Learn how to integrate ObservEarth APIs with common GIS tools, data science platforms, and web applications.
QGIS is a powerful open-source Geographic Information System that can be integrated with ObservEarth APIs for advanced spatial analysis.
from qgis.core import QgsProject, QgsRasterLayer
import requests
import os
# Set your API key
api_key = "your_api_key_here"
geometry_id = "123e4567-e89b-12d3-a456-426614174000"
# Get NDVI image
url = f"https://observearth.com/api/s2/image/{geometry_id}/"
params = {
"item_id": "S2A_MSIL2A_20230105T123456_N0509_R123_T18TXM_20230105T150000",
"image_type": "tiff",
"index": "ndvi"
}
headers = {"X-API-Key": api_key}
# Download the GeoTIFF
response = requests.get(url, headers=headers, params=params)
if response.status_code == 200:
# Save the file
output_path = "/tmp/ndvi_image.tif"
with open(output_path, "wb") as f:
f.write(response.content)
# Add to QGIS
layer_name = "NDVI Layer"
rlayer = QgsRasterLayer(output_path, layer_name)
if rlayer.isValid():
QgsProject.instance().addMapLayer(rlayer)
print("Layer added successfully!")
else:
print("Invalid layer!")
[Image: Screenshot of QGIS with ObservEarth data loaded]
QGIS interface showing NDVI data loaded from ObservEarth API.
For more advanced integration, you can create a custom QGIS plugin that provides a user interface for accessing ObservEarth data directly within QGIS.
ArcGIS users can integrate ObservEarth data using Python and the ArcPy library:
import arcpy
import requests
import os
# Set your API key
api_key = "your_api_key_here"
geometry_id = "123e4567-e89b-12d3-a456-426614174000"
# Get DEM data
url = f"https://observearth.com/api/dem/"
params = {
"geometry_id": geometry_id,
"format": "geotiff",
"source": "srtm"
}
headers = {"X-API-Key": api_key}
# Download the GeoTIFF
response = requests.get(url, headers=headers, params=params)

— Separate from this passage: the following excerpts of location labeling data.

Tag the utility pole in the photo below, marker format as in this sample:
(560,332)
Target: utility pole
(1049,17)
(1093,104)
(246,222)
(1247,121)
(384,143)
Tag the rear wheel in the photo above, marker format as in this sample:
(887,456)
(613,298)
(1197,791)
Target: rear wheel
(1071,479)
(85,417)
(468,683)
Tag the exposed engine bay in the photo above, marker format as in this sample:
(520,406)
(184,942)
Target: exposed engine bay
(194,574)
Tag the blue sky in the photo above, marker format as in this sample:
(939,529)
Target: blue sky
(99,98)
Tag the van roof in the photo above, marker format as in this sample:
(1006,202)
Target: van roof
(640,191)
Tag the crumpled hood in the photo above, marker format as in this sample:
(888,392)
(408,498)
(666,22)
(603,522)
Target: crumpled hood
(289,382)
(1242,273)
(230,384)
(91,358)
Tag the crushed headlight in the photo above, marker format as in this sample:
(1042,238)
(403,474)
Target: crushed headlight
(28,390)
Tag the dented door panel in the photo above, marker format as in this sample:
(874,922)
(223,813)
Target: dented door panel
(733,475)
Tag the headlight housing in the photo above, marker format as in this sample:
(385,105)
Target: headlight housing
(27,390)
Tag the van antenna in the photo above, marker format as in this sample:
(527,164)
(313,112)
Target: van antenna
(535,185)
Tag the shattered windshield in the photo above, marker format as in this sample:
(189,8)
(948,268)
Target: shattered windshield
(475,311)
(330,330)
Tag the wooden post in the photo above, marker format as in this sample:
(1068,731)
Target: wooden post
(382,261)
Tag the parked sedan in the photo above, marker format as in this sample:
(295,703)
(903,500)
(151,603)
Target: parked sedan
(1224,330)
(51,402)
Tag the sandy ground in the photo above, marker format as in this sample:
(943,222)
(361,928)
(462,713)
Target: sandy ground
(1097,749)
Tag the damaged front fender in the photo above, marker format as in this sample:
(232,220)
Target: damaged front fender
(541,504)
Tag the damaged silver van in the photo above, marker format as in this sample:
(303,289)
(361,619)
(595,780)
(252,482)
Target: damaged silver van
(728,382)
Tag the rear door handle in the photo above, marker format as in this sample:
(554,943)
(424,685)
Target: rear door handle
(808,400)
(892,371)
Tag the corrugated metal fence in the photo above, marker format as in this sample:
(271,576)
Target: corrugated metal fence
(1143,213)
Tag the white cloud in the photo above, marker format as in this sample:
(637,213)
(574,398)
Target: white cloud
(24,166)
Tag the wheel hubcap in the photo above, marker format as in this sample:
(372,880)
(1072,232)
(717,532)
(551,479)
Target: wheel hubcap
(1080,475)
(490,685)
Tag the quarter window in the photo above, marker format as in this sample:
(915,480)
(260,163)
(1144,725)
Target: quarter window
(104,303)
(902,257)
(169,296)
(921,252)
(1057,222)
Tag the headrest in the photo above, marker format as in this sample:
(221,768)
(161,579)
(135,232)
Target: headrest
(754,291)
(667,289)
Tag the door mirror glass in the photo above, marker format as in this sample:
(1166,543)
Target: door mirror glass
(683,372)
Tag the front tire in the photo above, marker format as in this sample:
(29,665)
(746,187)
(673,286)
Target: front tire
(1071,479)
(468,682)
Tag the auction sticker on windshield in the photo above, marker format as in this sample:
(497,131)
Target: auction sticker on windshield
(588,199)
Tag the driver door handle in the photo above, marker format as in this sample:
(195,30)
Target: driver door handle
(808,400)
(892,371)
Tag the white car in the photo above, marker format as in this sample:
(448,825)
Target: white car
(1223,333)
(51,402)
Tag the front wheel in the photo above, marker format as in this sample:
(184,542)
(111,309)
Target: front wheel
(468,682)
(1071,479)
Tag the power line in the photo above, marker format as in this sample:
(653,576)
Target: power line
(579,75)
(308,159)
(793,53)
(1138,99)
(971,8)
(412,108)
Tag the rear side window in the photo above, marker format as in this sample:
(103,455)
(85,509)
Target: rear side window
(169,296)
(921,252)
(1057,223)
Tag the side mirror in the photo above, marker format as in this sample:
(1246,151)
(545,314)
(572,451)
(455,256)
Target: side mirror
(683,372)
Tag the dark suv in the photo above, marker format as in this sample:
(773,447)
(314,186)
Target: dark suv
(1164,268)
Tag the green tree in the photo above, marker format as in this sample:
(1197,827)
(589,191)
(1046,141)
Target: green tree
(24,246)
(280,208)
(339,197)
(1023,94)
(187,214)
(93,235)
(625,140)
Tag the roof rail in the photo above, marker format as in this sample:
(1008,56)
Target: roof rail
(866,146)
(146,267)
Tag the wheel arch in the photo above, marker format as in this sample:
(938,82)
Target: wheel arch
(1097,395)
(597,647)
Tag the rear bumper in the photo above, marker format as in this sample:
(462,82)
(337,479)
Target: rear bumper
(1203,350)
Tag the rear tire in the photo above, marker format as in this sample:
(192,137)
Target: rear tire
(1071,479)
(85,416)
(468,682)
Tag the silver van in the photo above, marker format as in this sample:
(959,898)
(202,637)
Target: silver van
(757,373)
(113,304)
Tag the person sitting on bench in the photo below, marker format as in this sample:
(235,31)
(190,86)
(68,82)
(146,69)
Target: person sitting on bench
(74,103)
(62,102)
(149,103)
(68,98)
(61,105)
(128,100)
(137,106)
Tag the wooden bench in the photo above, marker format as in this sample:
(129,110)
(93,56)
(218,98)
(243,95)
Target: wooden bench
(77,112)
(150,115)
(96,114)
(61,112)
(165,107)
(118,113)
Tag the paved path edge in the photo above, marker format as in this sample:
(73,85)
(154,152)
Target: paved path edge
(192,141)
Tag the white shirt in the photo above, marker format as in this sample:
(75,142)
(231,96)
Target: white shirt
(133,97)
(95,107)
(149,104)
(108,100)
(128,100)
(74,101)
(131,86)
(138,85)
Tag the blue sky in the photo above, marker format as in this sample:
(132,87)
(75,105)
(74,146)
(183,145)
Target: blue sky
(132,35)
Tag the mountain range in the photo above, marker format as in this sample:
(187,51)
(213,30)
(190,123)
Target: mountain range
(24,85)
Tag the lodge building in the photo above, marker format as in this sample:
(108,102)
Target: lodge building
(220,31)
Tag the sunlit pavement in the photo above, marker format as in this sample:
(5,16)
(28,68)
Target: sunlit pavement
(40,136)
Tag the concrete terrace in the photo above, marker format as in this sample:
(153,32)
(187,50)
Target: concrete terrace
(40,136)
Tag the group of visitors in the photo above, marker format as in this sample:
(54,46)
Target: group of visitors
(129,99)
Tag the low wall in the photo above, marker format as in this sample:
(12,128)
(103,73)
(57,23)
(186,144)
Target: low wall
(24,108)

if response.status_code == 200:
# Save the file
output_path = r"C:\temp\dem_data.tif"
with open(output_path, "wb") as f:
f.write(response.content)
# Set up the environment
arcpy.env.workspace = r"C:\temp"
# Create a hillshade
hillshade = arcpy.sa.Hillshade(output_path,
azimuth=315,
altitude=45,
model_shadows="NO_SHADOWS")
hillshade.save(r"C:\temp\hillshade.tif")
# Create contours
contour_interval = 50
contours = r"C:\temp\contours.shp"
arcpy.sa.Contour(output_path, contours, contour_interval)
print("Processing complete!")
[Image: Screenshot of ArcGIS Pro with ObservEarth data]
ArcGIS Pro showing DEM data and derived products from ObservEarth API.
Jupyter Notebooks provide an excellent environment for interactive analysis of ObservEarth data:
Check out our sample Jupyter notebooks for common analysis workflows.
While Google Earth Engine (GEE) has its own data catalog, you can enhance your GEE workflows by integrating ObservEarth data:
import ee
import requests
import numpy as np
import matplotlib.pyplot as plt
from io import BytesIO
# Initialize Earth Engine
ee.Initialize()
# Set your ObservEarth API key
api_key = "your_api_key_here"
geometry_id = "123e4567-e89b-12d3-a456-426614174000"
# Get geometry from ObservEarth
url = f"https://observearth.com/api/geometry/{geometry_id}/"
headers = {"X-API-Key": api_key}
response = requests.get(url, headers=headers)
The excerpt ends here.